SEATTLE (AP)J.P. Crawford stepped forward to present a brave face after all that’s gone wrong over the past month for a Seattle Mariners team that began the season with so much enthusiasm and optimism.
”No one likes to lose, especially the way we are right now, especially games I think we should be winning,” Crawford said. ”It’s frustrating, but you can’t look down on it. You got to keep going about it.”
The Mariners started the season with the hope of ending the longest playoff drought in the majors only to see those hopes dwindle during an awful 30-day stretch that has left them in last place in the American League West.
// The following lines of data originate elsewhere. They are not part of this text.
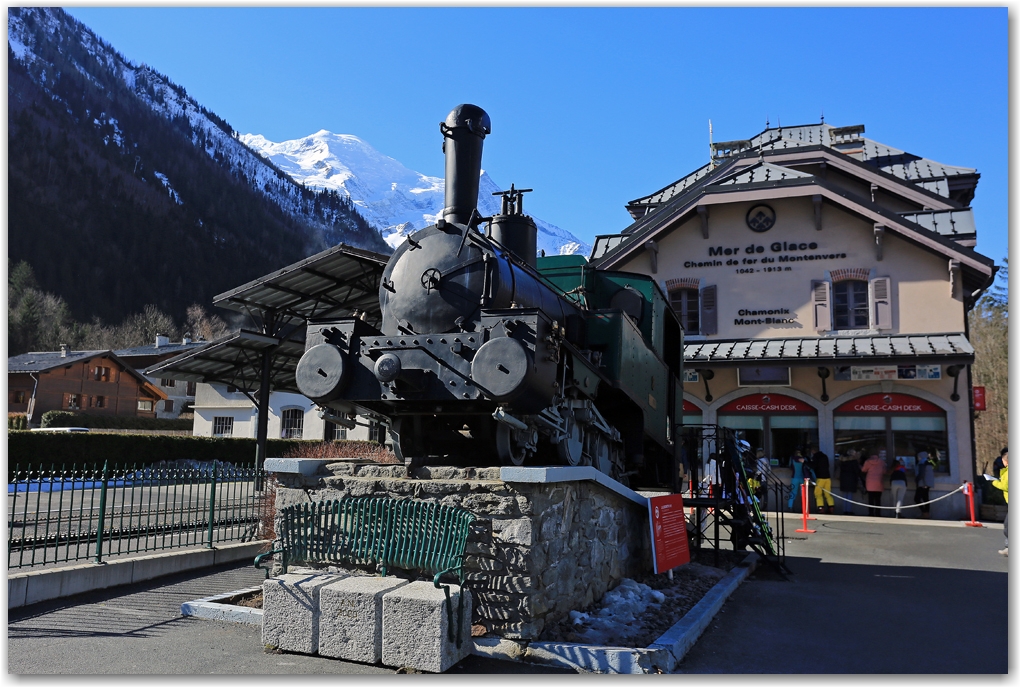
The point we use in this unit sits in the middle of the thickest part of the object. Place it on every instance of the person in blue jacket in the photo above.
(801, 471)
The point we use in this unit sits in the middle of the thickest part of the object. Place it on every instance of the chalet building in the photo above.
(823, 280)
(225, 411)
(180, 394)
(93, 382)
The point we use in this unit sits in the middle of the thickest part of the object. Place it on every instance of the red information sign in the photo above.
(979, 399)
(669, 532)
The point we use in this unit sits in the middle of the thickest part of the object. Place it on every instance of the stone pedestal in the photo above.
(291, 611)
(547, 540)
(351, 618)
(415, 628)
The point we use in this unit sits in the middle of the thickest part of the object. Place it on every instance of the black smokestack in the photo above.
(463, 131)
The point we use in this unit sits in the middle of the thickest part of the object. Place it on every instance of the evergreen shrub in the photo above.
(68, 419)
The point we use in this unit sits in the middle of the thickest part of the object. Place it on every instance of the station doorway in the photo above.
(777, 423)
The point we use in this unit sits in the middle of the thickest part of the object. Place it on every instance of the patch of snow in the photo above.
(173, 194)
(397, 200)
(620, 608)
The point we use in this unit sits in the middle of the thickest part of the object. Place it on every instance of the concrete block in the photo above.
(290, 611)
(415, 628)
(17, 588)
(351, 618)
(297, 466)
(216, 608)
(239, 551)
(148, 567)
(42, 585)
(79, 579)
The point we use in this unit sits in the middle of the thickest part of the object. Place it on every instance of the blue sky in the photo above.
(593, 107)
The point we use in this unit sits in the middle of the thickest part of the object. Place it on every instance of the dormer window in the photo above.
(850, 305)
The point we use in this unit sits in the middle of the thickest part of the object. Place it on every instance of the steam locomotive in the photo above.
(489, 354)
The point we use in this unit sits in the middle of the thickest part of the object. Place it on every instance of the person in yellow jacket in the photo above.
(1004, 483)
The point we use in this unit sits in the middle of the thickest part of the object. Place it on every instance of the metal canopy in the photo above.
(236, 360)
(335, 282)
(905, 350)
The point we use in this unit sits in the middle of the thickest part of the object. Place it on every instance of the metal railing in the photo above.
(95, 512)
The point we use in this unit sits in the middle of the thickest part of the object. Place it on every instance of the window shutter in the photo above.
(881, 303)
(821, 305)
(709, 311)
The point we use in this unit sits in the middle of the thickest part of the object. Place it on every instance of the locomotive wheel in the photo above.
(508, 448)
(571, 448)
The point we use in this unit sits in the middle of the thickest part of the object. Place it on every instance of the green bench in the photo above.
(401, 533)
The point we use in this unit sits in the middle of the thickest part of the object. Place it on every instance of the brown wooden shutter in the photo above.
(709, 311)
(881, 303)
(821, 305)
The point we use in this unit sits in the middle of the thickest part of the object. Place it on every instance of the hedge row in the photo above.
(34, 451)
(68, 419)
(43, 451)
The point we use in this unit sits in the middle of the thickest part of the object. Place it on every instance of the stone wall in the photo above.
(537, 551)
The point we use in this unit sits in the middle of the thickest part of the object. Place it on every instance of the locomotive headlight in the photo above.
(388, 367)
(321, 372)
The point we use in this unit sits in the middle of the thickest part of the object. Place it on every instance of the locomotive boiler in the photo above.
(490, 355)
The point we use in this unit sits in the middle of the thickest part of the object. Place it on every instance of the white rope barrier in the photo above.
(894, 508)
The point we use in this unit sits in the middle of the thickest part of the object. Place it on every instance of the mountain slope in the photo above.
(123, 191)
(393, 198)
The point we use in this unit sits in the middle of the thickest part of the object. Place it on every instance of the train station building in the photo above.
(823, 280)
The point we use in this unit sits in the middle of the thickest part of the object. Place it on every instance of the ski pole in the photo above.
(969, 490)
(804, 509)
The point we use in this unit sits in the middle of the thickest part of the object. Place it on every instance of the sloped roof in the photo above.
(921, 171)
(890, 160)
(761, 172)
(51, 360)
(608, 251)
(39, 361)
(332, 283)
(153, 350)
(236, 359)
(827, 350)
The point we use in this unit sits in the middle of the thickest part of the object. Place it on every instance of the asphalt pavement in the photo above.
(866, 595)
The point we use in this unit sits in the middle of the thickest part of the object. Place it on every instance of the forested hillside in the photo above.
(115, 205)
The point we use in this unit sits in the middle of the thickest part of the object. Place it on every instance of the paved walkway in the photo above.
(139, 629)
(869, 595)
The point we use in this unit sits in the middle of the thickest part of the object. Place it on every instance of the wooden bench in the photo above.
(401, 533)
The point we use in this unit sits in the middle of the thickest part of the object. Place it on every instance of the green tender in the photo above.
(393, 532)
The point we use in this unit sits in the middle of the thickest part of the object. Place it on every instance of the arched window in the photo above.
(292, 423)
(850, 305)
(686, 304)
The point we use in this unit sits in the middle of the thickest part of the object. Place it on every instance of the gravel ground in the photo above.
(690, 584)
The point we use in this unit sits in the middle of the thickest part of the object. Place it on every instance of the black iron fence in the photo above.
(95, 512)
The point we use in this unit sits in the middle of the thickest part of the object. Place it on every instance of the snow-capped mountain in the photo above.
(394, 199)
(124, 192)
(33, 32)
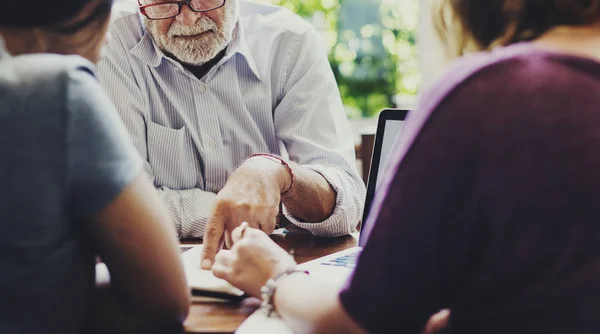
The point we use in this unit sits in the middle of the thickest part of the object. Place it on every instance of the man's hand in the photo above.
(252, 194)
(437, 322)
(253, 260)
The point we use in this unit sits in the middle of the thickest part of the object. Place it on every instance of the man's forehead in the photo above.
(150, 2)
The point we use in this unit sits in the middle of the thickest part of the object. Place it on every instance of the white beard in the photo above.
(196, 50)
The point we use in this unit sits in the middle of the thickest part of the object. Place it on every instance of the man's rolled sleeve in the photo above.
(348, 204)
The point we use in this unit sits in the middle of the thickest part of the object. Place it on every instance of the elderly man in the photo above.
(236, 112)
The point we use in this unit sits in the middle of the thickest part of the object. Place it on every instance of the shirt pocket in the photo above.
(173, 157)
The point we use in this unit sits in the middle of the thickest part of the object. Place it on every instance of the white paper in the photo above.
(201, 279)
(260, 323)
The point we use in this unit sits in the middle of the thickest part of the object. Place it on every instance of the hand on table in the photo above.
(252, 194)
(254, 259)
(437, 322)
The Mariners were 11-6 after a fourth straight win and led the division on April 26. Seattle has since lost 21 of 28 and is 11 games behind the division-leading Houston Astros, the team coming to town Friday to begin a three-game series.
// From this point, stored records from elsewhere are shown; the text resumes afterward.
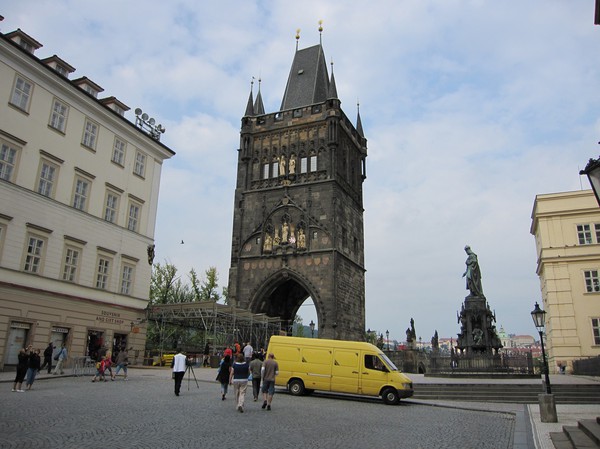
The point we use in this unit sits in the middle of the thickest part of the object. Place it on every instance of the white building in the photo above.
(79, 188)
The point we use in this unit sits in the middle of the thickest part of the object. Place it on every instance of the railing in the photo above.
(518, 364)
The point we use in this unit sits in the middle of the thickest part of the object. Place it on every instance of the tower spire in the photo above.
(320, 32)
(259, 108)
(249, 107)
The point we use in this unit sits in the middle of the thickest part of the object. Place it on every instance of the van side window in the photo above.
(374, 362)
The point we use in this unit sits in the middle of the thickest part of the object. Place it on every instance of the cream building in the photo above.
(79, 188)
(566, 227)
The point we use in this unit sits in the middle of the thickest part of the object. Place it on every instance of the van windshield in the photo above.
(388, 362)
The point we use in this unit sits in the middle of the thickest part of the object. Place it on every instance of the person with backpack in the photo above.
(223, 375)
(62, 358)
(100, 367)
(48, 357)
(239, 373)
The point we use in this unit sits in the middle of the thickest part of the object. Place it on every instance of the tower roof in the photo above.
(308, 82)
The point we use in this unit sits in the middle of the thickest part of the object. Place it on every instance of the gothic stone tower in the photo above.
(298, 213)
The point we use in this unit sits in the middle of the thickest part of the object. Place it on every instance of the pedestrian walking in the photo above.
(100, 367)
(179, 364)
(33, 366)
(223, 375)
(248, 351)
(61, 357)
(48, 357)
(206, 361)
(255, 368)
(22, 360)
(122, 362)
(240, 371)
(270, 370)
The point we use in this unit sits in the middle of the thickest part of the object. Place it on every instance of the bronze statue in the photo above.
(473, 273)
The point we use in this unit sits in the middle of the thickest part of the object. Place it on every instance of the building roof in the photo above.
(308, 82)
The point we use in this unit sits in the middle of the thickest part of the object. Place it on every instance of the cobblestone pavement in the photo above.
(72, 412)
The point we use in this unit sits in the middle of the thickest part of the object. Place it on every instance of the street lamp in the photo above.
(539, 317)
(592, 170)
(547, 404)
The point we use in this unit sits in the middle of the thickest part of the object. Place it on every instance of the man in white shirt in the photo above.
(179, 365)
(248, 350)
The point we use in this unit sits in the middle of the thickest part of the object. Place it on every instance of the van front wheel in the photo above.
(296, 387)
(390, 396)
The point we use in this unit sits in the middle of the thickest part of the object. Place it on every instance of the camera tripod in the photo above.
(189, 369)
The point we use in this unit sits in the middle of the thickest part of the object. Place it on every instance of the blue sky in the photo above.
(470, 108)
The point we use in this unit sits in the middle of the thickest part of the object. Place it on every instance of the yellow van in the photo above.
(308, 364)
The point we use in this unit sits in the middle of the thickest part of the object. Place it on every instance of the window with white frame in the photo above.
(584, 234)
(8, 161)
(21, 94)
(103, 272)
(596, 330)
(90, 134)
(140, 164)
(58, 116)
(34, 254)
(111, 206)
(313, 162)
(133, 217)
(81, 192)
(118, 156)
(126, 279)
(592, 283)
(47, 178)
(71, 263)
(303, 164)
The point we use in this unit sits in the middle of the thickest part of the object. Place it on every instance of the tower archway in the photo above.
(281, 295)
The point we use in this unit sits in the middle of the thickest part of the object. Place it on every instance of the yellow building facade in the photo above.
(566, 227)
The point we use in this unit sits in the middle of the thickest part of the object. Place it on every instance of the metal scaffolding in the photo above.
(221, 323)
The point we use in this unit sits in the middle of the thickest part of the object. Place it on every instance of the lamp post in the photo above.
(539, 318)
(592, 170)
(547, 404)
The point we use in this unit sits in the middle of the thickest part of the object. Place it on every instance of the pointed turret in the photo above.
(359, 122)
(249, 107)
(259, 108)
(332, 88)
(308, 82)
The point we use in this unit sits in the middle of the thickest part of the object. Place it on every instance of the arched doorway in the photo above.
(282, 295)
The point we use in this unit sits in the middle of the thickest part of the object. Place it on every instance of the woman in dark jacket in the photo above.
(33, 366)
(21, 369)
(223, 375)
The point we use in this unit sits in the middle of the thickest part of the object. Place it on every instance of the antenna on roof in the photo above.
(320, 32)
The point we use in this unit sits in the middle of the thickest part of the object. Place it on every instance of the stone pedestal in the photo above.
(547, 408)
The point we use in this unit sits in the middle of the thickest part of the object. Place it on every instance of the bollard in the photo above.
(547, 408)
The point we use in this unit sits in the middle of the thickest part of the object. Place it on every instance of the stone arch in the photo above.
(282, 294)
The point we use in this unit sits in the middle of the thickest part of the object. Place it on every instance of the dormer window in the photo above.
(23, 40)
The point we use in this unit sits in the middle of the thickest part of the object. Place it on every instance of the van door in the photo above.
(373, 374)
(344, 372)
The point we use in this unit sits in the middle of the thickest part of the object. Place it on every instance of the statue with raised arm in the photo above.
(473, 273)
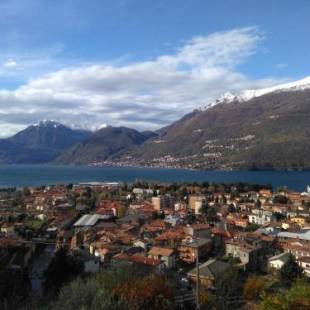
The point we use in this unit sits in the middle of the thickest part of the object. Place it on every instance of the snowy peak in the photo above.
(253, 93)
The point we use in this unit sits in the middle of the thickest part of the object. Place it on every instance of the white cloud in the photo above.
(281, 66)
(11, 63)
(143, 95)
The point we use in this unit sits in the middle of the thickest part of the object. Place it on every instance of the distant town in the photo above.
(218, 246)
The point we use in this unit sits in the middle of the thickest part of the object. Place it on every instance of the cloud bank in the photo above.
(142, 95)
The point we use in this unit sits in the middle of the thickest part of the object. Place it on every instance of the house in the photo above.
(198, 230)
(197, 202)
(300, 220)
(143, 264)
(247, 253)
(190, 248)
(166, 255)
(277, 261)
(304, 262)
(260, 217)
(91, 263)
(208, 272)
(89, 220)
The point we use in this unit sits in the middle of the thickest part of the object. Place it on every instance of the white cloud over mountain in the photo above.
(142, 95)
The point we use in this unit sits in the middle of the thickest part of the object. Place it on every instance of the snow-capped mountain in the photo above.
(253, 93)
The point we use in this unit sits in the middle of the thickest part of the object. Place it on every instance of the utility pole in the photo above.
(197, 282)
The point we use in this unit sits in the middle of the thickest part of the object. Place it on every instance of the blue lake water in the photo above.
(32, 175)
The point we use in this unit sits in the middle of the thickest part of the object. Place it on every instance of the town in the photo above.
(217, 246)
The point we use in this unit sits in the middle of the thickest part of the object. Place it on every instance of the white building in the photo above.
(277, 262)
(260, 217)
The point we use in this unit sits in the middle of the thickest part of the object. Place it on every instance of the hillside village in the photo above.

Seattle’s struggles have been punctuated by key injuries exposing a lack of depth, lackluster performances by players expected to be key contributors and a painful regression by a bullpen that was among the best in baseball a year ago.
Forty-five games don’t make a season. But the Mariners know their turnaround must get started now if they’re to make something of their expectations.
”We’re at a critical part of our season here. I think everybody realizes that,” manager Scott Servais said. ”It doesn’t help to try any harder. You just have to go out and play and do your job. And if everybody does their job, we’ll be OK. We’re scuffling right now.”
Part of Seattle’s problem is how it presented itself entering the season, which has led to fan resentment, anger and borderline apathy due to the recent losses. The Mariners openly talked of the playoffs and how they were emerging from a rebuild.
The moves to bring in reigning AL Cy Young winner Robbie Ray, All-Stars Jesse Winker and Adam Frazier and slugger Eugenio Suarez spoke to that belief.
But Ray hasn’t found his Cy Young form from last season with seemingly one blowup inning per start. Winker is hitting .216, nearly 100 points lower than where he finished last season with Cincinnati.
And for all the talk of how Seattle’s farm system had become one of the best in baseball, the number of players ready to contribute in the majors is woefully small. An ankle injury to Mitch Haniger combined with the struggles of prized prospect Jarred Kelenic that led to a demotion to the minors left Seattle’s outfield depth so thin that veteran Justin Upton was signed and expected to join the team in the near future.
Even Crawford’s strong start, a potential All-Star season from Ty France and the emergence of rookie Julio Rodriguez haven’t been enough to overcome obvious holes in Seattle’s lineup.
Seattle’s relief pitching has also been shaky with a 4.34 ERA among relievers that’s 25th in baseball and is tied for 23rd with 22 homers allowed. A season ago, Seattle’s relief staff was eighth in ERA, fourth in homers allowed and 11th in batting average against.
So now the Mariners are teetering on the edge of irrelevance a season after a surprising 90-win campaign that captivated the city even though it fell short of ending the playoff drought, which stretches back to 2001.
There are still 117 games remaining but to get to 90 wins now the Mariners would have to play .615 ball (72-45) the rest of the way.
”We’ve got more than 100 games to go. We’ve got a bunch of time. You can’t press right now,” Crawford said. ”You’ve got to keep going day by day, keep preparing the way we are before each game and go about it.”